Now, the intuition behind GMM is to choose an estimator for $\theta$, $\hat{\theta}$ that sets **these $l=4$ sample moments** as close to zero as possible.

But, what if the  equation is overidentified, as it is here?

### Identification

If the equation is **overidentified, as in our case,**, so that $l > k$, then we have more equations than we do unknowns, and in general it will not be possible to find a $\hat{\theta}$ that will set  all $l$ sample  moment conditions to exactly zero. In this case, we take an $l\times l$ weighting matrix $W$ and use it to construct a quadratic form in the moment conditions.This gives us the GMM objective function:

$$
\begin{equation}
     Q_n(\theta)= n\bar{g}(\theta)'W\bar{g}(\theta) \label{eq18}\tag{18} 
\end{equation}
$$

Here, $\bar{g(\theta)}$ is $m_n(\theta)$ on our course notes. I only use $g$ not to confuse it with the $m$ in the M-Estimators.  A GMM estimator for $\theta$ is the $\hat{\theta}$ that minimizes $Q_n(\theta)$:

$$
\begin{equation}
     \frac{\partial Q_n(\theta)}{\partial \theta}=0 \label{eq19}\tag{19} 
\end{equation}
$$

## (2. b) Compute $\hat{\theta}$ using two step GMM.
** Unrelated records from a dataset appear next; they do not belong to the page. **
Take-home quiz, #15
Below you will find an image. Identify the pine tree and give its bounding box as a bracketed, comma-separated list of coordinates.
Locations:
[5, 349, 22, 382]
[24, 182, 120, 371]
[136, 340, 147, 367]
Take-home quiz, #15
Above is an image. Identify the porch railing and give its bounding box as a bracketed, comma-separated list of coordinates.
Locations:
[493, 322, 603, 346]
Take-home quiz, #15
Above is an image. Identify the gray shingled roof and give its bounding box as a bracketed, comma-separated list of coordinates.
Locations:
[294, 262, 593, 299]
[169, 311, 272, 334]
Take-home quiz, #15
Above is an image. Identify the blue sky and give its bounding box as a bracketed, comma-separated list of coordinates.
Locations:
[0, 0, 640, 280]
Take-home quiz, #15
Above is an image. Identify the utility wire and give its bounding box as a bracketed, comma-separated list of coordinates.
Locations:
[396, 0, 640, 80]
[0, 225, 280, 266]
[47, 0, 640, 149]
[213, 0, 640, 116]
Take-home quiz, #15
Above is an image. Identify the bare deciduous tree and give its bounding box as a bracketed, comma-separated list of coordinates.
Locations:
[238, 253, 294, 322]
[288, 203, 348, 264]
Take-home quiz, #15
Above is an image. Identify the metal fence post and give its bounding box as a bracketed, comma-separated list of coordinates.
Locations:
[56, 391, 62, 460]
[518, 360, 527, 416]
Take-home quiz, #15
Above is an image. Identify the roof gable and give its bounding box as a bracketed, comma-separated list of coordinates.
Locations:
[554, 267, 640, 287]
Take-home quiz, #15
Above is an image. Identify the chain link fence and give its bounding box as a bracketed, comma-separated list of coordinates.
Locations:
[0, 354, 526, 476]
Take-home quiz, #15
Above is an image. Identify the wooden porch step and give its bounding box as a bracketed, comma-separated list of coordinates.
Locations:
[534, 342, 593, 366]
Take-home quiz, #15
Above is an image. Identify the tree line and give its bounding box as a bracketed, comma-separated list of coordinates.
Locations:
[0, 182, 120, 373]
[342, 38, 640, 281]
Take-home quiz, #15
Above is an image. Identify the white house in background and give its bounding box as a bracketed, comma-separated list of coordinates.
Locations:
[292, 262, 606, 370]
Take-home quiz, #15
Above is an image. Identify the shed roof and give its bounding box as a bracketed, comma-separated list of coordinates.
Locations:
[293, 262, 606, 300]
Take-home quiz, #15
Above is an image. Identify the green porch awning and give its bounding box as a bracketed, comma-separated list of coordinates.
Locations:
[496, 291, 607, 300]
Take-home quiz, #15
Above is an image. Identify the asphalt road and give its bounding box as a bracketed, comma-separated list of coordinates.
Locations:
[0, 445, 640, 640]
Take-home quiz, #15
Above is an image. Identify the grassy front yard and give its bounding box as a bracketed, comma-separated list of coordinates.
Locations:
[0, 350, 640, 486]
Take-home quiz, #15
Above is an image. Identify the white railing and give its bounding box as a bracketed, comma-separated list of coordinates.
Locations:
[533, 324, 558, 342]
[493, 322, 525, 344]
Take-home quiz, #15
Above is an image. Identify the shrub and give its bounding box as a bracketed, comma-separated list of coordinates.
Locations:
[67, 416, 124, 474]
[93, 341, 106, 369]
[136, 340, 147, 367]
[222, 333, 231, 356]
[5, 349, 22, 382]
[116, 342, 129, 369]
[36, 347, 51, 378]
The two step GMM estimator:

1. We will first set the weight matrix to some positive definite matrix: $W=I$. Obtain the GMM estimator that minimizes $Q_n(\theta)=\bar{g(\theta)}'W\bar{g(\theta)}$.
2. Based on this initial estimate $\hat{\theta}$, we compute its moment contributions $g_t(\hat{\theta})$. Compute an estimate of $\Omega_{\infty}$ based on the moment contributions, say $\hat{\Omega}^{-1}$. The exact way to do this will depend upon the assumptions of the model. Given the estimate, compute the efficient GMM estimator which minimizes: $Q_n(\theta)=\bar{g(\theta)}'\hat{\Omega}^{-1}\bar{g(\theta)}$

In [4]:
# ------------------- MAIN FUNCTIONS ------------------------- 

# what is the best moment to use???

# moment condition
function GIVmoments(theta, data)
    data = [data lags(data,2)]
    data = data[3:end,:] # get rid of missings
    n = size(data,1)
    y = data[:,1]
    ylag = data[:,2]
    x = data[:,3]
    xlag = data[:,6]
    xlag2 = data[:,9]
    X = [ones(n,1) ylag x]
    e = y - X*theta
    Z = [ones(n,1) x xlag xlag2]
    m = e.*Z
    return m
end

function gmm(moments, theta, data, weight)
    # average moments
    m = theta -> vec(mean(moments(theta,data),dims=1)) # 1Xg   
    # GMM objective function
    obj = theta -> ((m(theta))'weight*m(theta))
    # Minimization
    thetahat, objvalue, converged = fminunc(obj, theta)
    # Derivative of average moments
    D = (ForwardDiff.jacobian(m, vec(thetahat)))' 
    # moment contributions at estimate
    mc_thetahat = moments(thetahat,data)
    return thetahat, objvalue, D, mc_thetahat, converged
end

# Unconstrained minimization problem    
function fminunc(obj, x; tol = 1e-08)
    results = Optim.optimize(obj, x, LBFGS(), 
                            Optim.Options(
                            g_tol = tol,
                            x_tol=tol,
                            f_tol=tol))
    return results.minimizer, results.minimum, Optim.converged(results)
    #xopt, objvalue, flag = fmincon(obj, x, tol=tol)
    #return xopt, objvalue, flag
end

fminunc (generic function with 1 method)

### A brief description of what the provided code does

First we generate data for some particular values of the parameters: $\theta=[\alpha_0,\rho_0,\beta_0]=[0.0,0.9,1.0]$. The data will be generated using the lag functions defined above. In this part of the code, the main aim is to generate the dependent variable that **we do not observe**, which is $y_t^{*}=\alpha+\rho y_{t-1}^{*}+\beta x_t+\epsilon_t$. We are assuming that both the exogenous regressor and the error term are normally distributed. 

In [5]:
# ------------------- SET UP ------------------------- 

n = 1000
x = randn(n) # an exogenous regressor
e = randn(n) # the error term
ystar = zeros(n)
alpha_0 = 0.0
rho_0 = 0.9
beta_0 = 1.0
theta = [alpha_0 rho_0 beta_0]
# generate the unobserved dependent variable
for t = 2:n
  ystar[t] = theta[1] + theta[2]*ystar[t-1] + theta[3]*x[t] + e[t]
end

Once $y_t^{*}$ is defined, we construct the observed variable $y_t$, assuming once again that the error $\upsilon_t$ is normally distributed with a variance of $\sigma^2$.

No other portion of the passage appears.